And I know there are a hundred answers to this, because that's why you wrote a book about it.
But how did that happen?
Well, there's various elements.
I mean, certainly the indigo trade is a piece of it.
Indigo is this color that captivates the whole world.
And this is why I use the phrase, you know,
my people gave sound to the world's favorite color.
There is something about blue
that captivates the imagination.
The indigo trade is an early and clear example
of a global desire to harness blue beauty
into personal possession.
Indigo blue bound up the world's taste, and traders crisscross the earth on merchant pathways
to satisfy the yearning for it.
European explorers in West Africa, agents of the transatlantic slave trade, often notice
the predilection for and production of indigo along the African coast.
According to traditional Europe cosmology, blue affects balance and harmony.
But with the slave trade, a harrowing change came.
Blue became a tool of global imbalance.
Imagine being a craftsperson, fulfilling a divine purpose,
exchanging your blue for other goods in a bustling market.
And then one day you find your meanings turned upside down.
You no longer sell or trade the blue.
You yourself are sold.
For me, there's an inception point to be found
when people, West Africans who have been creating blue,
or items have been cultivating indigo,
have been using blue dye,
experience what had to have been a sort of profound horror
and disorientation by finding themselves
no longer just cultivators of indigo, but
traded for indigo.
To imagine what it meant to be someone who crafted and then seeing oneself literally
traded for a block of dye.
That moment, and of course it's not one moment, it's multiple moments, there's something
at the heart of that relationship to be found in that encounter.
And then of course there's indigo plantations and it's a very difficult crop to cultivate
in during enslavement.
And yet, the people still love the color blue and still want to wear blue.
And so that too, even in this devastating circumstances, there's still this appeal
and a sense of beauty and delight. And that to me is the fundamentally
human part that was not destroyed no matter the brutality. So there's
some historical, you know, elements to why blue matters.
But to your point about indigo, in a sense, is indigo kind of the
bluest of blue?
Oh, that's a good question.
I don't know because I, yes, but then I think about
the Langston Hughes poem about daybreak in Alabama,
the way the blue, the blue of the sky in the deep south
in the summer months, right?
It's a different blue, but it's really important.
So there's a number of them.
In the book, you refer to the the writer Amiri Baraka. Yes.
The term for Black Americans, blues people. What does it mean to be a blues people?

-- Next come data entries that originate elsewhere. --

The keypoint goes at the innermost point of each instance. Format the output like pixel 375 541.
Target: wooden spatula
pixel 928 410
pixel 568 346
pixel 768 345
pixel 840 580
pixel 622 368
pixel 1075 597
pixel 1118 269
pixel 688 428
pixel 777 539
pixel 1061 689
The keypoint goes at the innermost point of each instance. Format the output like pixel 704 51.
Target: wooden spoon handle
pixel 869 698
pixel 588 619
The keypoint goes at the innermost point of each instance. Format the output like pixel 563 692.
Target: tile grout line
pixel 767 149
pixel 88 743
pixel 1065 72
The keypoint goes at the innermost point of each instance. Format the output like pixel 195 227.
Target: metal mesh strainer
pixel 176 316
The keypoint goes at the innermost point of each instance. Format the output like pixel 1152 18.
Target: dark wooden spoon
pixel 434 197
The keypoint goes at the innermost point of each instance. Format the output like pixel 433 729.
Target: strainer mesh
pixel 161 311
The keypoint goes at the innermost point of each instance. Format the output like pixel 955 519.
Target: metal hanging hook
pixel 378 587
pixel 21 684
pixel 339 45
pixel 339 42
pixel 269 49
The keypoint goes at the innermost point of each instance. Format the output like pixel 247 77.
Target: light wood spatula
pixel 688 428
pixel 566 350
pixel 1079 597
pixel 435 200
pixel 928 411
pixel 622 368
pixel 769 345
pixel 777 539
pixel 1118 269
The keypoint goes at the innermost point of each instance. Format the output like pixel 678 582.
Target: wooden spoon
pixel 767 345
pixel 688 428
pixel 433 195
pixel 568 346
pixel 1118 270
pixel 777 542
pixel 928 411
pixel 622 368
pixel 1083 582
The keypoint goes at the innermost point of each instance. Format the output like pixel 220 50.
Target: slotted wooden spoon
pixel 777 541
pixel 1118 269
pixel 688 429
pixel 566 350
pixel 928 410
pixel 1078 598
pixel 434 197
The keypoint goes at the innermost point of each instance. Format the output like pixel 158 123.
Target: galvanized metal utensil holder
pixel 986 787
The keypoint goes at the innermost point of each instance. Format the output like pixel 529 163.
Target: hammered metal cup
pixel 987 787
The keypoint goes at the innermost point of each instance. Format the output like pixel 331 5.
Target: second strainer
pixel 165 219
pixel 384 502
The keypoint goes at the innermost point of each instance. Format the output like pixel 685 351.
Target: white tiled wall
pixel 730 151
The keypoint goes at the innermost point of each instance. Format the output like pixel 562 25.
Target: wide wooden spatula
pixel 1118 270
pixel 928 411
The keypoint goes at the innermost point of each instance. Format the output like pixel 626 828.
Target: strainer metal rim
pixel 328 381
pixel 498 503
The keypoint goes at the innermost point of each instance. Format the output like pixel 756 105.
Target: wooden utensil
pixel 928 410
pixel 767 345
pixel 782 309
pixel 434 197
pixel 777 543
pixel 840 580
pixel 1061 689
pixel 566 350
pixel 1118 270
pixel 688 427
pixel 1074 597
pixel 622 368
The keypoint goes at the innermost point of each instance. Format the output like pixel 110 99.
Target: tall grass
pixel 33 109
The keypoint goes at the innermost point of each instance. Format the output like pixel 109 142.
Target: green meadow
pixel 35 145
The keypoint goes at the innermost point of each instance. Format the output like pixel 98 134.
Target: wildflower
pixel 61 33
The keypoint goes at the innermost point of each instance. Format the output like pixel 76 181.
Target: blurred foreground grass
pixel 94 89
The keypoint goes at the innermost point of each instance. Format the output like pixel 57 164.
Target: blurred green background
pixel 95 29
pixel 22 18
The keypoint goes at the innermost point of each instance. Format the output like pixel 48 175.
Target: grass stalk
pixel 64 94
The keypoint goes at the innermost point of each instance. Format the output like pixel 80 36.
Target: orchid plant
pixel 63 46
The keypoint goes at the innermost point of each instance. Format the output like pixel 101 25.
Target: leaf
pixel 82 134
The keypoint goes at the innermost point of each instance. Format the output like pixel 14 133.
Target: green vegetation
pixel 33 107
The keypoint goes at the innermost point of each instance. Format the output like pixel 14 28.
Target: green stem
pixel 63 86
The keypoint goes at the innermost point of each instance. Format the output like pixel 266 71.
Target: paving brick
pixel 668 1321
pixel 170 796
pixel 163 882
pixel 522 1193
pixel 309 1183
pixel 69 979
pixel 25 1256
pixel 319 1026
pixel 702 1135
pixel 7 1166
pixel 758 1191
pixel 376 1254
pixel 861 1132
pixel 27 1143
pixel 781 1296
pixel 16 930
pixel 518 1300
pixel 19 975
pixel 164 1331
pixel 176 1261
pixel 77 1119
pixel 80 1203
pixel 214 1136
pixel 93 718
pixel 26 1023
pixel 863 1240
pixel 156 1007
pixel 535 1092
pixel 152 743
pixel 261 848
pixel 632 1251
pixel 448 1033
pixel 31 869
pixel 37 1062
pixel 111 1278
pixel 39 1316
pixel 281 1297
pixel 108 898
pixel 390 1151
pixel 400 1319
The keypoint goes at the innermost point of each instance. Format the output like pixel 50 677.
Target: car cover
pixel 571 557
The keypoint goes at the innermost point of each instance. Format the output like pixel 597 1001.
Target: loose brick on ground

So it's such a good question because Baraka's description of blues people is he pays particular attention to the way that Black Americans, in a sense, stood apart from
the American project, sort of sitting on the underside and therefore witnessing its limitations
and reaching for a deeper kind of humanity, right, and expressing that musically and being
a part of a world that was much bigger than the particular, it's a Vat Nation state.
I'm so interested in, you know,
Baraka's conception of blues people on the one hand,
and then Albert Murray's on the other,
another one of my favorite writers
who talked a great deal about how black Americans
were so fundamentally American.
The blue note is actually sort of the variation
on this fundamentally American
thing that actually is part of what creates Americana itself, right?
So there's a spectrum of relationships, a vexed relation.
And the vexation is about the American project is also directly connected for me to why it
was so important to have a sense of the international
landscape of blackness and blueness in the book because there are all these arteries
of connection across the globe, echoes, repetitions, and even intimacies and mutual inspiration.
So it's a sort of both and.
There's a particular relationship of blueness in connection with
the American project, but then there's also this global sense of a blues people in the
context of modernity, generally speaking.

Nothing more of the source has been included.